Be careful of vector::reserve?

2019-07-02 09:19发布

问题:

I was trying to do something like this:

#include <vector>
#include <algorithm>

int main()
{
    int l[] = {1,2,3,4};
    vector<int> vi(4);
    copy(l, l+4, vi.begin());

    do_stuff();
}

The above code can compile and run without no errors. Then I changed it into this:

int main()
{
    int l[] = {1,2,3,4};
    vector<int> vi;
    vi.reserve(4);  //different from the above code
    copy(l, l+4, vi.begin());

    do_stuff();
}

According to the code, I changed vector<int> vi(4); into vector<int> vi; vi.reserve(4);, but the problem comes, that is, the changed code can compile, but a seg-fault occurs when it runs.

According to gdb, the seg-fault occurs in function do_stuff();.

Why is that? Does the change I made matter? Can't I use reserve here?

回答1:

The reserve() method only allocates memory, but leaves it uninitialized.
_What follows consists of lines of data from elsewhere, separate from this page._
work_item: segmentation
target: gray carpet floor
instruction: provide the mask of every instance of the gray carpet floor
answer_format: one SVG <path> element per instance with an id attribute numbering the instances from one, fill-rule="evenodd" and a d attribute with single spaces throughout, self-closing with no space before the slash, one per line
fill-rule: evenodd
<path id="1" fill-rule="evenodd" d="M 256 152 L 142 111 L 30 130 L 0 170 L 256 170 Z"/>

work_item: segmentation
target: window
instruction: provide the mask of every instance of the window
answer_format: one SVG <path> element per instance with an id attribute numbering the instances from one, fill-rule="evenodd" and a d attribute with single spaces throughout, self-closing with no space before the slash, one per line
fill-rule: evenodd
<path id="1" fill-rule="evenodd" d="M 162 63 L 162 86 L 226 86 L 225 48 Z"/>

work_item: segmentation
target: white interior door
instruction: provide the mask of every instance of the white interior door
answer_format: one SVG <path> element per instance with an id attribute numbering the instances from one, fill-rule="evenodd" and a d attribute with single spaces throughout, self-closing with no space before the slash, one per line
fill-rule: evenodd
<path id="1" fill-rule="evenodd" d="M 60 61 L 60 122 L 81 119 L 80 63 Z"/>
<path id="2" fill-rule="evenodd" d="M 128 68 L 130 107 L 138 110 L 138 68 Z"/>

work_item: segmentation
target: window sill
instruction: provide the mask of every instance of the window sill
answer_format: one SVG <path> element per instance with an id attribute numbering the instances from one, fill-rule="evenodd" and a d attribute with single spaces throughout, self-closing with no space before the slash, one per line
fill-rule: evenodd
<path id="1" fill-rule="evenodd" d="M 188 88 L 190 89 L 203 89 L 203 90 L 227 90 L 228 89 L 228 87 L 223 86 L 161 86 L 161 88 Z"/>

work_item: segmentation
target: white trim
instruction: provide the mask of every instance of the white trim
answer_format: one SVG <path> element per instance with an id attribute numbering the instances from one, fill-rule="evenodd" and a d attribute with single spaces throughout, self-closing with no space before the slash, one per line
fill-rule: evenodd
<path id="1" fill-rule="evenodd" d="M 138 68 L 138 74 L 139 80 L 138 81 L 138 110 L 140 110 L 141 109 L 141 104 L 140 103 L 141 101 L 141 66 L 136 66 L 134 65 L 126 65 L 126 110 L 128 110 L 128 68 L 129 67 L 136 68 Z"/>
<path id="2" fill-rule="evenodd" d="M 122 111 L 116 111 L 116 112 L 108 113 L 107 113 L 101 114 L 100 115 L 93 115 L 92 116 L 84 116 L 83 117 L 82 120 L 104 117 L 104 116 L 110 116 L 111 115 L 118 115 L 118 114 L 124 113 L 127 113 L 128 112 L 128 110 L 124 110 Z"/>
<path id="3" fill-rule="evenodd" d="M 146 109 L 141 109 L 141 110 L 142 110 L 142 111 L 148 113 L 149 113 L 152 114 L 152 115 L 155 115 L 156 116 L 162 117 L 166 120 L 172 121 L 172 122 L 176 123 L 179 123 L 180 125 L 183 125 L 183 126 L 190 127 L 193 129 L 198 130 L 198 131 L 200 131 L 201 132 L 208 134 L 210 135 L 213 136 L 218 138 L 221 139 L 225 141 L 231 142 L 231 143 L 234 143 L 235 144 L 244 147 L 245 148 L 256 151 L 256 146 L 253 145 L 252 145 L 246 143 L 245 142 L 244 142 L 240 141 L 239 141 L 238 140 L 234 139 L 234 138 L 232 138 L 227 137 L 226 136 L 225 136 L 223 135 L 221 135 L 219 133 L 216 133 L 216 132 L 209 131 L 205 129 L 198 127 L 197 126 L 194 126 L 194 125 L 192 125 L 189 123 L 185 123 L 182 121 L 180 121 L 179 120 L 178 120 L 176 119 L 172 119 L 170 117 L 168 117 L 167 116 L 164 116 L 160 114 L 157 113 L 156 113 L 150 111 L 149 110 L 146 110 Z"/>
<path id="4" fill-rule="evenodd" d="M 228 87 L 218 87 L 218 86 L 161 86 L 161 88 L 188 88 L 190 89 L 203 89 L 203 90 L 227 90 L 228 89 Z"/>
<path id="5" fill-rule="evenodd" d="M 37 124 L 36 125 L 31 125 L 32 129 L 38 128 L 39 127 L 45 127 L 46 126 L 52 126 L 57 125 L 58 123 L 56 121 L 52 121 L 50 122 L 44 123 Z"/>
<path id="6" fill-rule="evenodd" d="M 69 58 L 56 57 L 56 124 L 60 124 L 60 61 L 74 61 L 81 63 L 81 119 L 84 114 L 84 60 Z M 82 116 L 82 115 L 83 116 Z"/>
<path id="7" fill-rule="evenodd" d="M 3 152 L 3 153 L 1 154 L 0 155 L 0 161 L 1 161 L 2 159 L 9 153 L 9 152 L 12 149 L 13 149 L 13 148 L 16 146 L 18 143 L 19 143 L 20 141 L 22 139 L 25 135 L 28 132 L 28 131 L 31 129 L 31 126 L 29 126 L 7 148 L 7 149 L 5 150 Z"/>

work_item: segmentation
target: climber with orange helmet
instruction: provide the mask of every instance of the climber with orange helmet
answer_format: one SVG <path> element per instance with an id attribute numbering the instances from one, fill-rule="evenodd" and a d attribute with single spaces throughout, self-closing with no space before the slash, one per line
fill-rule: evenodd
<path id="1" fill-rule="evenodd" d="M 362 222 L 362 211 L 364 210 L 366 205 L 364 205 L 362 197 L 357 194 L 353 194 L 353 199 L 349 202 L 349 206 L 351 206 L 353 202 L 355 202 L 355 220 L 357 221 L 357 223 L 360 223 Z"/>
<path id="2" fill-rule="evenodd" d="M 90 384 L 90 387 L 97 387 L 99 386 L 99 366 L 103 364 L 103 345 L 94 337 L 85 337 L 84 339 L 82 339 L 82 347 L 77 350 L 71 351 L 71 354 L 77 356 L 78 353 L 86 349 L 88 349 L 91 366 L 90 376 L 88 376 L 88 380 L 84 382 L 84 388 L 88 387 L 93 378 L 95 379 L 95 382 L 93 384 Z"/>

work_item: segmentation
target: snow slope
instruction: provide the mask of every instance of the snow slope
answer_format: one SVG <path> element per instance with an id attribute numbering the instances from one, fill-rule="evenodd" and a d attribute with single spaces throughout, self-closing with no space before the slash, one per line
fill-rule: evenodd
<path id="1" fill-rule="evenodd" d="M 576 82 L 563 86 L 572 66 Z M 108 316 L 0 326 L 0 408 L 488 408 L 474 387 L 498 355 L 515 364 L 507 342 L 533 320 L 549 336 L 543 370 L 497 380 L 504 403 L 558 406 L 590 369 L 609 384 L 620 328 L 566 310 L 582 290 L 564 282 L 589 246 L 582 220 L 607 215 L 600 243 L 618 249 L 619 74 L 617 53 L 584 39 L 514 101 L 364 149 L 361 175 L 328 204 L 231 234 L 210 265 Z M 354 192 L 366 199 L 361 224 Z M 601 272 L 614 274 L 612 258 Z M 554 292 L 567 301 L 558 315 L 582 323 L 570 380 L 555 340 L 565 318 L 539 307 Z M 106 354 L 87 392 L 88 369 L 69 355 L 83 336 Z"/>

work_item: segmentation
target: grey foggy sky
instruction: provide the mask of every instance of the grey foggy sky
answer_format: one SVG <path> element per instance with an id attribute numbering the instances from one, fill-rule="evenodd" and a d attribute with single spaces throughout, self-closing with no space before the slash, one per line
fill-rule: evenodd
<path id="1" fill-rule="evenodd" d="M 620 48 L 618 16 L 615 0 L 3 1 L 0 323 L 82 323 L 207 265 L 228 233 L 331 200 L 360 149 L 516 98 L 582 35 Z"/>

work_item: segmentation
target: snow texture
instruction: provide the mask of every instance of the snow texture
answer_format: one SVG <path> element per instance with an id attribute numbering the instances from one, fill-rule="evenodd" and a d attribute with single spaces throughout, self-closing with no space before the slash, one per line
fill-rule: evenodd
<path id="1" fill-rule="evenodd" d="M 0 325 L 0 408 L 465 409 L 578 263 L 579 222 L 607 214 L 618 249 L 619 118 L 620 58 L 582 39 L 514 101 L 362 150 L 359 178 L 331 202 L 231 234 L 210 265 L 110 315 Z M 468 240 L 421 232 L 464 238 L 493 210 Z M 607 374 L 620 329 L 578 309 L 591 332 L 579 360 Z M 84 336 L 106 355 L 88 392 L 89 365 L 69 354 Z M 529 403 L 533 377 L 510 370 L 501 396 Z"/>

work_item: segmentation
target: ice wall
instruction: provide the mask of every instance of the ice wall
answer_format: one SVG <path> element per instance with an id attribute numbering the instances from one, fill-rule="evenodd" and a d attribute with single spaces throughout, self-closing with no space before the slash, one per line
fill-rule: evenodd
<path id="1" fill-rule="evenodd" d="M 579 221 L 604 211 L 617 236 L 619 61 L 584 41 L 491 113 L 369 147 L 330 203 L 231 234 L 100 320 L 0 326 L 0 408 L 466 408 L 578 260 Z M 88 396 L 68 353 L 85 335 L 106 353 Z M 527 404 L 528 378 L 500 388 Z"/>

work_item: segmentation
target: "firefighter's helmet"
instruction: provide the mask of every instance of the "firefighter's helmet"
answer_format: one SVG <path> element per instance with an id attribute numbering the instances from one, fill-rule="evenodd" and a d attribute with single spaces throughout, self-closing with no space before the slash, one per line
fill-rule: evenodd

It only affects capacity(), but size() will be unchanged.

If you want to create as many instances you should use resize() which allocates memory, and also creates as many instances as the argument passed to resize().



回答2:

It appears to me that what you actually want to achieve is initialize a vector with a list of elements. This is easily achieved in C++11 with the new list-initialization syntax:

std::vector<int> vi {1, 2, 3, 4};

If your compiler does not support this syntax yet, you can use the good old range constructor:

int a[] = {1, 2, 3, 4};
std::vector<int> vi(a + 0, a + 4);

If for some reason you really want to reserve space and then push the elements back later, write this:

std::vector<int> vi;
vi.reserve(4);
int a[] = {1, 2, 3, 4};
std::copy(a + 0, a + 4, std::back_inserter(vi));   // need to #include <iterator>


回答3:

In addition to other answers, you don't need reserve and copy, because assign is sufficient here:

int main()
{
    int l[] = {1,2,3,4};
    vector<int> vi;
    vi.assign(l, l + 4); 

    do_stuff();
}


回答4:

From one particular C++ reference:

In any case, a call to [vector::reserve] never affects the elements contained in the vector, nor the vector size (for that purposes, see vector::resize or vector::erase, which modify the vector size and content).